Corvettes commissioned by the Royal Canadian Navy during the Second World War were named after communities for the most part, to better represent the people who took part in building them. This idea was put forth by Admiral Percy W. Nelles. Sponsors were commonly associated with the community for which the ship was named. Royal Navy corvettes were designed as open sea escorts, while Canadian corvettes were developed for coastal auxiliary roles which was exemplified by their minesweeping gear. Eventually the Canadian corvettes would be modified to allow them to perform better on the open seas.

==Construction==
Stellarton was ordered in June 1942 as part of the 1943–44 Increased Endurance Flower-class building program, which followed the main layout of the 1942–43 program. The only significant difference is that the majority of the 43–44 program replaced the 2-pounder Mk.VIII single "pom-pom" anti-aircraft gun with 2 twin 20-mm and 2 single 20-mm anti-aircraft guns. Stellarton was laid down by Morton Engineering and Dry Dock Co. at Quebec City, Quebec 16 November 1943 and launched 27 April 1944. She was commissioned into the RCN 29 September 1944 at Quebec City.

==Service history==
After working up in Bermuda, Stellarton was assigned to the Mid-Ocean Escort Force. She was allocated to escort group C-3 as a trans-Atlantic convoy escort. She escorted her first convoy in January 1945. She spent the rest of the war with the group.

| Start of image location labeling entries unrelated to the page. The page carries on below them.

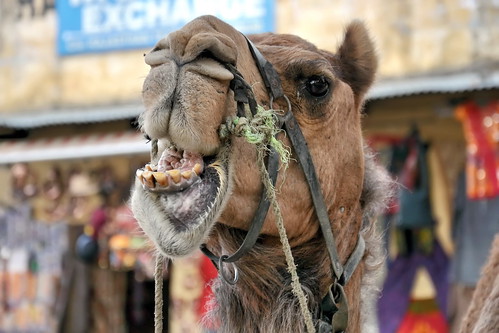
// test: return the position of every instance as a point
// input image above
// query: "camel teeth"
(187, 174)
(175, 174)
(149, 179)
(161, 178)
(198, 169)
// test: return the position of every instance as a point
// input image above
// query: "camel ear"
(357, 57)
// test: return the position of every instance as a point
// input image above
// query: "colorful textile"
(423, 316)
(481, 131)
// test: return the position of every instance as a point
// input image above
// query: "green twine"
(260, 130)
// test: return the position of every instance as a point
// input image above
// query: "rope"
(158, 294)
(261, 131)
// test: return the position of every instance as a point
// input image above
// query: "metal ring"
(231, 281)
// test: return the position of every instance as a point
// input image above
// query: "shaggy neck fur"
(262, 300)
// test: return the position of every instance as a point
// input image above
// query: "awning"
(73, 147)
(34, 119)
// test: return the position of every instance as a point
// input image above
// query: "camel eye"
(317, 86)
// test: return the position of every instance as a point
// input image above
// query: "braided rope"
(261, 131)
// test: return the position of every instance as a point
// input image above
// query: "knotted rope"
(158, 293)
(261, 130)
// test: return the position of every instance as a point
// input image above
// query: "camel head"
(196, 180)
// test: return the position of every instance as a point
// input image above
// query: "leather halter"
(334, 309)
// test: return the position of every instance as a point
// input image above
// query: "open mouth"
(190, 187)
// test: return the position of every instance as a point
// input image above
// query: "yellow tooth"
(187, 174)
(197, 169)
(148, 178)
(175, 174)
(161, 178)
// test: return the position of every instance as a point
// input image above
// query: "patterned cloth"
(395, 298)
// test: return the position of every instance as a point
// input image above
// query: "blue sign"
(87, 26)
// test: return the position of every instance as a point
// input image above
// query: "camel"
(202, 189)
(483, 312)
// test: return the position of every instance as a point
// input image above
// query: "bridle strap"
(334, 307)
(273, 84)
(257, 222)
(301, 150)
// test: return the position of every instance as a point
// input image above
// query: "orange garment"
(423, 316)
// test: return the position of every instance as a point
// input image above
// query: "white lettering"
(77, 3)
(112, 18)
(156, 13)
(90, 19)
(181, 12)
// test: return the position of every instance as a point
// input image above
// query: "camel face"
(195, 179)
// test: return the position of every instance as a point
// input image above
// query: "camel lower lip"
(187, 202)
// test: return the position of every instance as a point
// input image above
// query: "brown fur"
(187, 97)
(483, 313)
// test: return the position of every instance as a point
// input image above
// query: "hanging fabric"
(414, 196)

Stellarton was paid off 1 July 1945 at Sorel, Quebec and placed in reserve. She was transferred to the War Assets Corporation and sold to the Chilean Navy in 1946.

===Chilean Navy===
She arrived in Chile 12 April 1946 and was renamed Casma. She served with the Chilean Navy until 30 December 1967 when she was decommissioned. She was sold for scrap and broken up in July 1969.